West Highland White Terriers are a breed of dog known for their small size and white coat; their fans often call them simply Westies. They are friendly, good with children, and thrive on lots of attention. Like most terriers, they have plenty of attitude (some might say “spirit”) for a dog their size. This breed is commonly recognized because it is used as a mascot for a Scotch whiskey.

Westies are essentially either white Cairn Terriers, who occasionally whelped white puppies naturally, or white Scottish Terriers; references vary. In Argyll (or Poltalloch) in Scotland in the 1800s, for perhaps as long as a century, a Colonel Malcolm and his family bred these white dogs to develop a new breed. The white coat made them highly visible when hunting on the Scottish moors and easily distinguished them from their game. Originally the breed was known as Poltalloch Terriers, although they were also known as Roseneath Terriers, White Roseneath Terriers, and at the end of the 19th century, briefly as a white variety of the Scottish Terrier.

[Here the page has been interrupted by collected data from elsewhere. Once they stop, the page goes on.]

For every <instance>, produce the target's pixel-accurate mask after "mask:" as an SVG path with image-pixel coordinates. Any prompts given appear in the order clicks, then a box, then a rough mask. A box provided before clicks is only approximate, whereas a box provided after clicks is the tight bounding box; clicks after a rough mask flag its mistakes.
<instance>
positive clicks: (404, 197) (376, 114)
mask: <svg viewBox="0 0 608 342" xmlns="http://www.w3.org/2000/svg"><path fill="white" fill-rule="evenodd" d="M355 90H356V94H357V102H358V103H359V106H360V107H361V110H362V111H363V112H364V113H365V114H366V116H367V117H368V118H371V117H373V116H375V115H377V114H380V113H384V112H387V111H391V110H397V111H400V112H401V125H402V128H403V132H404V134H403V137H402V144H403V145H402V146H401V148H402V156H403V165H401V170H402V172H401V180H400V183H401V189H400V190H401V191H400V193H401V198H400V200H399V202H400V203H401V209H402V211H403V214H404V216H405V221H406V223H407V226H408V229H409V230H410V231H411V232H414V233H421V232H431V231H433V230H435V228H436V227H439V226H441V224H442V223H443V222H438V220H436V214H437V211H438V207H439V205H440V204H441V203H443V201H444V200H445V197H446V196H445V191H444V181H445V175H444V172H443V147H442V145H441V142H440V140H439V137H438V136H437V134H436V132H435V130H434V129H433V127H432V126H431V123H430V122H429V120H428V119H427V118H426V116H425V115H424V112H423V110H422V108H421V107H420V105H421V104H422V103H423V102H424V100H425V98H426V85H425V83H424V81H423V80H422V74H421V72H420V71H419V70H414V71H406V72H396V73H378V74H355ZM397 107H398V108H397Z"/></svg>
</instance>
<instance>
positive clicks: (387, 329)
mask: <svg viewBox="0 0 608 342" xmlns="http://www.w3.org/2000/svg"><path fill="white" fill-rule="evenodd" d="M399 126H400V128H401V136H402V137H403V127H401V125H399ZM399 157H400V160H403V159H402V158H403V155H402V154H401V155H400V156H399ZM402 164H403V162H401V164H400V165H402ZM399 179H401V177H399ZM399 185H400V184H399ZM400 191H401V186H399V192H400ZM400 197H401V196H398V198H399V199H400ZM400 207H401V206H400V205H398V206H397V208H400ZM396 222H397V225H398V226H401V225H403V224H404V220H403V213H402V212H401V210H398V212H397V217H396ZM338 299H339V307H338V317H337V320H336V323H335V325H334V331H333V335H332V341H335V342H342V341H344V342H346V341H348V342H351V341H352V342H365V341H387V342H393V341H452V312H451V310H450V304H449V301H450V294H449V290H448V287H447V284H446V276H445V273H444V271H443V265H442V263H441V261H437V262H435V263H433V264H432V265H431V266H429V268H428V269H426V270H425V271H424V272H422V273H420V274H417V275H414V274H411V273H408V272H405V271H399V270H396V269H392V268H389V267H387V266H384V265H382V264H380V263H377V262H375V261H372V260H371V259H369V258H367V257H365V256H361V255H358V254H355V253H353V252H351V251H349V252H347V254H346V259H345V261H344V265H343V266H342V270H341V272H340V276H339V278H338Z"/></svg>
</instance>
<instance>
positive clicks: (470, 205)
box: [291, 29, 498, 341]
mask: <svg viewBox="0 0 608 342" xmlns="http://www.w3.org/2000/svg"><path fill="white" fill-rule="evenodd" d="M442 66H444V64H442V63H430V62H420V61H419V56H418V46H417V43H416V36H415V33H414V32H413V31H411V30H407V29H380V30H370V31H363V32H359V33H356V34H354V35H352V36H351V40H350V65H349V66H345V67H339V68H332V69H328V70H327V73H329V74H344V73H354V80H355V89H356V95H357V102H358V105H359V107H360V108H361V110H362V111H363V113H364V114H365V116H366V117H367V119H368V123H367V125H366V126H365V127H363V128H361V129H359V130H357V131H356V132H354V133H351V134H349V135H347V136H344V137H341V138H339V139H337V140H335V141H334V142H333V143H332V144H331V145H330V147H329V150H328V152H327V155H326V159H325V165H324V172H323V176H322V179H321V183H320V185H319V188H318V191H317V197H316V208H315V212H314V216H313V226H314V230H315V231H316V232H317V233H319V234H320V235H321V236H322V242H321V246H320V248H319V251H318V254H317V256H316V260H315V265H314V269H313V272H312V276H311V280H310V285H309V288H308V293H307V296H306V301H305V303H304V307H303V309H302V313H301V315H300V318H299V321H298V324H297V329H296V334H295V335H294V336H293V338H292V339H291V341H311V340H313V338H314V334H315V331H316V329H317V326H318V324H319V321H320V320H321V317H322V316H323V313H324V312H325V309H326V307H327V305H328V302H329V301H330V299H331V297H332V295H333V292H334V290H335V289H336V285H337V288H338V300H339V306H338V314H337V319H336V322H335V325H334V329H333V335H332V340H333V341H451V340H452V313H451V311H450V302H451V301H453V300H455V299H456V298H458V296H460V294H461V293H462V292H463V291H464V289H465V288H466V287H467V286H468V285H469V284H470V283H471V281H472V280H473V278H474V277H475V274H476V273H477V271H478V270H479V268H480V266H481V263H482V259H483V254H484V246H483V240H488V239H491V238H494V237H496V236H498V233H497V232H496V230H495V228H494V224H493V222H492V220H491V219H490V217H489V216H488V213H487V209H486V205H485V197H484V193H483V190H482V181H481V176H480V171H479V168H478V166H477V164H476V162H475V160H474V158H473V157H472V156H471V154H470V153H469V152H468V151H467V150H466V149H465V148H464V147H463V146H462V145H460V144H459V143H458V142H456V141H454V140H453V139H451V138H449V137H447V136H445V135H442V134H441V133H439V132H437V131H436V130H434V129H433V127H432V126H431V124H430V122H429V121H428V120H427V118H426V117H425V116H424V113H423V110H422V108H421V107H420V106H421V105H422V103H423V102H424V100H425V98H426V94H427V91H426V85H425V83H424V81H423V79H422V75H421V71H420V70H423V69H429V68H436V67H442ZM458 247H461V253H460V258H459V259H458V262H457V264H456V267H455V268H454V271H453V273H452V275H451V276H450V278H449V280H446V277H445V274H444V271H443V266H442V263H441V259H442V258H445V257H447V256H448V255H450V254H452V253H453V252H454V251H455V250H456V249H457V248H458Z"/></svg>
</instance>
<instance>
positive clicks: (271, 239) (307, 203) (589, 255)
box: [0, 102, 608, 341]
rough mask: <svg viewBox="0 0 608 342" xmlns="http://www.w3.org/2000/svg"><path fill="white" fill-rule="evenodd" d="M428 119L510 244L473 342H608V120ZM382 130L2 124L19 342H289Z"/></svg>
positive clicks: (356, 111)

This breed, descended from working terriers, has a lot of energy, tenacity, and aggression towards its prey, which was originally the fox and other, smaller animals. It needs regular excercise, although its size makes it a good apartment pet. Many of these dogs have skin allergies, and its personality is more excitable than even some other terriers. They are alert and consider themselves guard dogs, although their size prevents them from providing any real intimidation. They are independent thinkers and must be trained firmly from an early age.

They weigh about 15 to 22 pounds (7,5-10 kg) and their average height is 11 inches (28 cm). Their tails, short naturally, are never docked and are held upright. They have a soft undercoat and a harsher outer coat, about 2″ long, that requires regular grooming.